Arroganza e prepotenza. Sia che provengano da ambienti legati alla criminalità, sia da persone che per gli incarichi ricoperti dovrebbero essere insospettabili. Nell’uno e nell’altro caso a farne le spese è, soprattutto, chi fa il proprio lavoro informando la comunità senza guardare in faccia a nessuno, senza lasciarsi intimorire o influenzare.
Le dichiarazioni del collaboratore di giustizia Francesco Michienzi – ex braccio armato della cosca Anello-Fruci di Filadelfia – hanno riaperto uno squarcio sulle minacce al giornalista Antonio Sisca (docente di Lettere in pensione), da ben 33 anni corrispondente da Filadelfia della Gazzetta del Sud, un cronista «da sistemare» perché “scomodo” al clan e al capo cosca.

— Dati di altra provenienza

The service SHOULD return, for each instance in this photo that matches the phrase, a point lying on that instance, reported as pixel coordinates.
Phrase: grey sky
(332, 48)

Vicende che risalgono all’arco di tempo compreso tra il 2008 e il 2011 ma alle quali va ad aggiungersi – anche se in questo caso il movente è da ricercare altrove sebbene legato sempre all’attività di giornalista – un messaggio minatorio recapitato a Sisca non più tardi di quindici giorni fa. In pratica aprendo la cassetta delle lettere, ubicata in prossimità dell’ingresso principale della sua abitazione (quella generalmente usata si trova invece su un altro ingresso che rientra nel raggio del sistema di videosorveglianza) il giornalista ha trovato all’interno un foglio bianco su cui, con una biro, erano stati disegnati una specie di triangolo (a mo’ di bara) e tre croci. «Il foglio piegato non aveva busta – racconta Antonio Sisca – e non so da quanto tempo era nella buca, che si trova in un punto della casa dove ci si può avvicinare senza essere notati, visto che usiamo l’altra. Anche in questo caso ho portato tutto ai carabinieri».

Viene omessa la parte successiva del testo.